A software for converting ASAPseq FASTQs to count matrices

Project description

countASAP

An easy to use python-based package for generating ASAPseq Count Matrices from FASTQ files

Quick Start

The countASAP package can be installed either by downloading this repository and running the scripts in the countASAP directory, or by installing the script directly to your command line using:

pip install countASAP

From there, the script can be called by defining, at minimum, 2 FASTQ paths, 1 cell ID whitelist path, and 1 ASAPseq barcode path:

countASAP -cr MYPATH/asapR2.FASTQ -br MYPATH/asapR3.FASTQ -wl MYPATH/atac_proc.h5ad -ref MYPATH/asapSeq_barcodes.csv

Of course, replacing MYPATH with the path to each of these files on your machine. If you run into issues, please check out the "important assumptions" listed below.

If you don't have your own ASAPseq barcode file or example whitelist, or need to identify the precise formatting used by countASAP, you can call:

pullEXs

To copy a directory of example inputs into your current directory.
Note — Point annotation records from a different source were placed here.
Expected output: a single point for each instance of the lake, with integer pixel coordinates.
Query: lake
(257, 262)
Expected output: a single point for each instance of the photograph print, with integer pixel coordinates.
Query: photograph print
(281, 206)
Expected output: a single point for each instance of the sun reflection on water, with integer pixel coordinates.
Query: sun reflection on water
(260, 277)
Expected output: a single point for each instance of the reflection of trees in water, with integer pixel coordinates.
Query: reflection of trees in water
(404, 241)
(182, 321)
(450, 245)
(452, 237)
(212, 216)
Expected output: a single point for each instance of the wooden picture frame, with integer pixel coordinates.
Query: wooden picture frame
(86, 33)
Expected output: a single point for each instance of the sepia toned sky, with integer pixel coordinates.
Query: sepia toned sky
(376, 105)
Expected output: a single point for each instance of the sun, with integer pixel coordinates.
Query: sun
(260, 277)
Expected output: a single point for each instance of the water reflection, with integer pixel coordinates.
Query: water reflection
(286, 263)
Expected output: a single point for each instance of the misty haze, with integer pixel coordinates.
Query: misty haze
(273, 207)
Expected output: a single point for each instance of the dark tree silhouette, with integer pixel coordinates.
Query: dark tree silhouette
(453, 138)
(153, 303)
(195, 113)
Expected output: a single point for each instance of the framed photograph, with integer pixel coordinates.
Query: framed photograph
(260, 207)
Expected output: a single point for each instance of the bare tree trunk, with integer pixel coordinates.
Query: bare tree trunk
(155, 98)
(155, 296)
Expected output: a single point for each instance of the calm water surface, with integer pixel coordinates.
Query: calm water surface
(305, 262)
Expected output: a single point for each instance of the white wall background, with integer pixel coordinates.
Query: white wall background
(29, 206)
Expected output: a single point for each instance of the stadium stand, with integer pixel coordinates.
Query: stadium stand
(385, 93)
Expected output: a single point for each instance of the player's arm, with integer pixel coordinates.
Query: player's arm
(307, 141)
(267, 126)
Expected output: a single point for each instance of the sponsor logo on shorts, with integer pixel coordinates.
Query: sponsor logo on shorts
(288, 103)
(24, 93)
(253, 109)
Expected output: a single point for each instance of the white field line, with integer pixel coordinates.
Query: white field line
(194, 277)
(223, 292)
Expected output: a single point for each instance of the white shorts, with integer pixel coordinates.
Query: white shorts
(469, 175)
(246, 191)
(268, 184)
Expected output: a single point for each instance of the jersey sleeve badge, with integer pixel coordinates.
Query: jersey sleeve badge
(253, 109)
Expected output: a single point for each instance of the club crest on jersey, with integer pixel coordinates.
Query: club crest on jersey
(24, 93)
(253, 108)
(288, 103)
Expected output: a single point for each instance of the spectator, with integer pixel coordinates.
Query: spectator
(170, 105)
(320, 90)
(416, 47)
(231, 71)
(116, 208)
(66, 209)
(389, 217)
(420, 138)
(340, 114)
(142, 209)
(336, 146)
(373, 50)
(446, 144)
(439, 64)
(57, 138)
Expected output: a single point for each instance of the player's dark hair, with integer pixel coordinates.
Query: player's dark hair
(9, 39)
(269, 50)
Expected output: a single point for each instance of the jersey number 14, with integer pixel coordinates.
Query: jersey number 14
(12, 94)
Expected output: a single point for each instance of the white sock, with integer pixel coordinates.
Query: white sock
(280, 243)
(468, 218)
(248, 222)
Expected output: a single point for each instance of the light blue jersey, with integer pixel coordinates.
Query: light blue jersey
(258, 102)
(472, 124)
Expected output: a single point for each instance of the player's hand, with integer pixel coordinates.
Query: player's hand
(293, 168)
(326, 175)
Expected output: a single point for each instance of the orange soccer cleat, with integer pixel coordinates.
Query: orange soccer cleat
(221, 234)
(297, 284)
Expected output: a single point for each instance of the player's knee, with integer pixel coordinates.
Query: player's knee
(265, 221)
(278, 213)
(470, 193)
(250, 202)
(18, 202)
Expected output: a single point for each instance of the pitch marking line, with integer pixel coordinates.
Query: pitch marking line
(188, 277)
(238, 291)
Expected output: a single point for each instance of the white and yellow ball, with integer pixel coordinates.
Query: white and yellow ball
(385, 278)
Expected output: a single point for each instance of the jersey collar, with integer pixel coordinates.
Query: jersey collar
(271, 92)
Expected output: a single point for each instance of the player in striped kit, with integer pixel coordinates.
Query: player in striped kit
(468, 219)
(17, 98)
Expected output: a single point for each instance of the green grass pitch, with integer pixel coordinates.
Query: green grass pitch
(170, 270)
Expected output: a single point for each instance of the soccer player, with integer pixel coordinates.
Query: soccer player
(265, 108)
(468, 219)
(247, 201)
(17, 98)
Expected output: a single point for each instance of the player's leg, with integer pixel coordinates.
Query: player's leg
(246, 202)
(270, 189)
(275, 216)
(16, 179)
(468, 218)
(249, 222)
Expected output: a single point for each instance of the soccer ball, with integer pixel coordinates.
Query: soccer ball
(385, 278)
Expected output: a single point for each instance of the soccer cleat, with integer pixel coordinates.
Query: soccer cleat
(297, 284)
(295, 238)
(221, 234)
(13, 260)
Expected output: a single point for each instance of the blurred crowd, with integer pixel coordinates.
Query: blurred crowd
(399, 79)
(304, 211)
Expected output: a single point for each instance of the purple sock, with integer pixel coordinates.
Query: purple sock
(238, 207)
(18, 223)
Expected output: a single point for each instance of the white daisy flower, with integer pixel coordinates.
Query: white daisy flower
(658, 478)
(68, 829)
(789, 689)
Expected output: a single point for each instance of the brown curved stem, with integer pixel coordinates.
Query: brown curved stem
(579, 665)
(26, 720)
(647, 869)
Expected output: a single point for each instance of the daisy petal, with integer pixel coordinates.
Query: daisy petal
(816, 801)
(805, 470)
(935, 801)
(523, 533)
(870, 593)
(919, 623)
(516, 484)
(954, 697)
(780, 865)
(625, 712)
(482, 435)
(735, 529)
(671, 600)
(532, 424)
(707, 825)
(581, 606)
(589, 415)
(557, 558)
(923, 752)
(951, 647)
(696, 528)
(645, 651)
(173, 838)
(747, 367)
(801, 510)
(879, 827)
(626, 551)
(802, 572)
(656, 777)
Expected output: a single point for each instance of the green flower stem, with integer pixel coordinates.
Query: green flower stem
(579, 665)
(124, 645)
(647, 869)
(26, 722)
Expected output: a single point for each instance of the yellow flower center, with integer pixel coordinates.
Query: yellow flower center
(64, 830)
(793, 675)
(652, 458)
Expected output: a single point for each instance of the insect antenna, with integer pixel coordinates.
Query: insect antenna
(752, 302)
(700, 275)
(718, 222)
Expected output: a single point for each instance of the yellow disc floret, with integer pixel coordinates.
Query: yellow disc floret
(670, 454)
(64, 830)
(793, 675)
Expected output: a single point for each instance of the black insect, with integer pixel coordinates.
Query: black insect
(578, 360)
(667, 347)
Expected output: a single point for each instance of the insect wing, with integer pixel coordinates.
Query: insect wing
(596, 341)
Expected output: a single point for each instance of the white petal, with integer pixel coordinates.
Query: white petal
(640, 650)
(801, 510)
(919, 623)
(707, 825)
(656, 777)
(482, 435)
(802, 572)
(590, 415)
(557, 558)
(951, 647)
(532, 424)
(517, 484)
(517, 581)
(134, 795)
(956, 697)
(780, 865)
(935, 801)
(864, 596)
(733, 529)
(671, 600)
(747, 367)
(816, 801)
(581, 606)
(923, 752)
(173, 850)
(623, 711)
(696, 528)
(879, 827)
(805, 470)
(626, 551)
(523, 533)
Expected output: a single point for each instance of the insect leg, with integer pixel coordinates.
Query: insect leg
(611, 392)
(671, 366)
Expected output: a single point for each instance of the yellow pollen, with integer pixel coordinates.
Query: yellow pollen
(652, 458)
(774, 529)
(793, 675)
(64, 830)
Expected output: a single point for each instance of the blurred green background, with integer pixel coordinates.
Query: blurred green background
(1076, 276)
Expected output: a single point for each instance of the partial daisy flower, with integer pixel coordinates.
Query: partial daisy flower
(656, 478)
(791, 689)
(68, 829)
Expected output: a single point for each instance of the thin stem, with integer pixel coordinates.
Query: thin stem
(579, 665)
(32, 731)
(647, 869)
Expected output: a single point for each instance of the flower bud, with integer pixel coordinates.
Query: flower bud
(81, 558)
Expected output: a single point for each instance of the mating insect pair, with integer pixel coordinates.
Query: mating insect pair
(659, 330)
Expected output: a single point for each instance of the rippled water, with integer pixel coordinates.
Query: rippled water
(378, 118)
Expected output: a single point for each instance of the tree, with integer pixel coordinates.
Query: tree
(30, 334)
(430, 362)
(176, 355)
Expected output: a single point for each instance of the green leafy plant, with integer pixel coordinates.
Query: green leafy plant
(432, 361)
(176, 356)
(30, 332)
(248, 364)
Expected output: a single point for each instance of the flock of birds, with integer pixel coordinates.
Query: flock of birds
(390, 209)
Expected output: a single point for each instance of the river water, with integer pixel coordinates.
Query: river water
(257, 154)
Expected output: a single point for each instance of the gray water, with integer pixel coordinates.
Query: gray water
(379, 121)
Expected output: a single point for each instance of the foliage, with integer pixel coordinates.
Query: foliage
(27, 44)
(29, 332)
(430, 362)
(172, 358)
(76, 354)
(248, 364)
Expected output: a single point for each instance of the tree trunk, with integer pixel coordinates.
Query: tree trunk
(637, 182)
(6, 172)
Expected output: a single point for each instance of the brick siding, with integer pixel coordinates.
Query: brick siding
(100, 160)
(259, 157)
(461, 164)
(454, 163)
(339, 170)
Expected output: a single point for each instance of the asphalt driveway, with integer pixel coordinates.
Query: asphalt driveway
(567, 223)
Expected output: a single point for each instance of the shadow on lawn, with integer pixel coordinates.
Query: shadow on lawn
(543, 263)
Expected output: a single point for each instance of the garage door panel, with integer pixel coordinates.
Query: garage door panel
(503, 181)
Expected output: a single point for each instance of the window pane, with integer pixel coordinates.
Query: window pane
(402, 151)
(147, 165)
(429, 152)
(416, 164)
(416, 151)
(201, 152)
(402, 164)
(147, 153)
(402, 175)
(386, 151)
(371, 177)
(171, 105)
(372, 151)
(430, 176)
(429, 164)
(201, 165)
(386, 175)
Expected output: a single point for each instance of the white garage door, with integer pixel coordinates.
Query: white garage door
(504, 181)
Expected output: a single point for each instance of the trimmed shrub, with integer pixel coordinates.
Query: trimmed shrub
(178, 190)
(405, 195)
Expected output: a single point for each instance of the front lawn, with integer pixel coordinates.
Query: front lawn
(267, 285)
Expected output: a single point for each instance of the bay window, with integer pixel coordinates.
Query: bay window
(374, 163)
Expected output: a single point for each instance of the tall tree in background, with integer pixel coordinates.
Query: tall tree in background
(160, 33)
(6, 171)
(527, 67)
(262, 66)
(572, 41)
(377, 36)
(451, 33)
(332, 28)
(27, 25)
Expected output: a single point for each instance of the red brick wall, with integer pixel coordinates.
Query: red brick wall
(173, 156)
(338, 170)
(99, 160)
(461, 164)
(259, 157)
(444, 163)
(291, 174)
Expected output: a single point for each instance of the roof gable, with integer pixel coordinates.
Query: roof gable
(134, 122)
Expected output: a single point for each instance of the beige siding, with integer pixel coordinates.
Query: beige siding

You can also run an instance of countASAP for CITEseq analysis:

countASAP -cr MYPATH/citeR1.fastq -br MYPATH/citeR2.fastq -wl MYPATH/d101_barcodes.csv -ref MYPATH/citeSeq_codes.csv -awl False --assay CITE

When publishing analysis using this software, please cite:

Boughter CT, Chatterjee B, Singh NJ, Meier-Schellersheim M. CountASAP: A Lightweight, Easy to Use Python Package for Processing ASAPseq Data. BioRxiv 2024

Important Assumptions

As of this first version of the software (v0.1) formatting is unfortunately quite rigid, and makes a number of assumptions. However, we will be quick to respond to issues raised calling for additional functionality. Further, given the lightweight nature of the main script, computationally inclined users can likely manually edit some of these more strict requirements.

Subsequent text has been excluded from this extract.